Computadores da Apple que utilizam o chip T2, lançado em 2018, possuem falha que permite a um invasor recuperar dados criptografados e assumir o controle das máquinas

O pesquisador de segurança Niels H., da empresa ironPeak, divulgou que o chip T2 de segurança dos Macs possui uma vulnerabilidade incorrigível que pode ser explorada por invasores. A falha está presente em computadores com macOS que utilizam processador Intel e o chip de segurança da Apple.

Ela foi descoberta porque o T2 é baseado no chip A10 Fusion, que possui o exploit ‘checkm8‘ lançado em setembro de 2019 e que permite realizar o jailbreak em iPhones, por exemplo. Aliado ao exploit, os pesquisadores também utilizaram a vulnerabilidade ‘Blackbird’, que foi divulgada em agosto.

Neste caso, um invasor precisaria estar fisicamente no mesmo lugar do computador da vítima para realizar o processo. Porém, se realizado, é possível obter acesso root no chip e assumir o controle dos computadores. O método também permitiria recuperar dados criptografados anteriormente.

Quem é o T2?

Tal falha foi corrigida no chip A12, que pode servir de base para uma atualização de hardware no T2. Segundo o pesquisador, modelos de Macs de 2018 a 2020 ainda estão sendo revisados. Tal falha também deve ser corrigida nos computadores baseados no Apple Silicon – sistema de processadores próprios da Apple.

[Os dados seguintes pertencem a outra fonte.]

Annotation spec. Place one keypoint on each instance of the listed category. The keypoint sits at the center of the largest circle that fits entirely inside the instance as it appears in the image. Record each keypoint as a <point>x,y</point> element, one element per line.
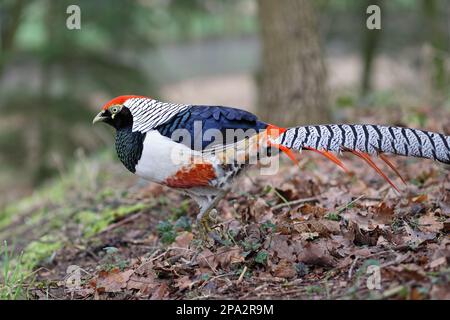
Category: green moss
<point>95,222</point>
<point>39,250</point>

O chip de segurança é responsável por integrar uma série de componentes dos Macs. Ele seria a camada de proteção física para o controlador de SSD, de áudio, do processador de sinal de imagem usado pela câmera FaceTime HD. Também traz o Secure Enclave Processor (SEP), um coprocessador que protege os dados do Touch ID e é a base de recursos de criptografia para o armazenamento.

O T2, anunciado em 2017, está presente nos seguintes computadores da Apple:

  • iMac (2020)

  • iMac Pro

  • Mac Pro (2019)

  • Mac mini (2018)

  • MacBook Air (2018 ou posterior)

  • MacBook Pro (2018 ou posterior)

Sem contato com a Apple

Na publicação do relatório, os pesquisadores afirmam que a vulnerabilidade pode “bloquear um dispositivo Apple remotamente”. “Qualquer extensão de kernel pode ser colocada na lista de permissões, já que o chip T2 decide qual delas carregar durante a inicialização”, acrescentam.

Niels diz ainda que, “embora isso possa não parecer tão assustador, esteja ciente de que este é um cenário de ataque perfeitamente possível”. Ele diz, também, que “mais notícias estão a caminho nas próximas semanas”.

O pesquisador afirma que entrou em contato com a Apple quatro vezes de 9 de julho a 30 de setembro, inclusive copiando o CEO da empresa, Tim Cook, em um dos e-mails. Uma resposta da empresa não foi recebida, entretanto.

Neste momento, usuários que suspeitam de que o sistema dos seus computadores tenha passado por alteração precisam reinstalar o bridgeOS, sistema operacional do T2.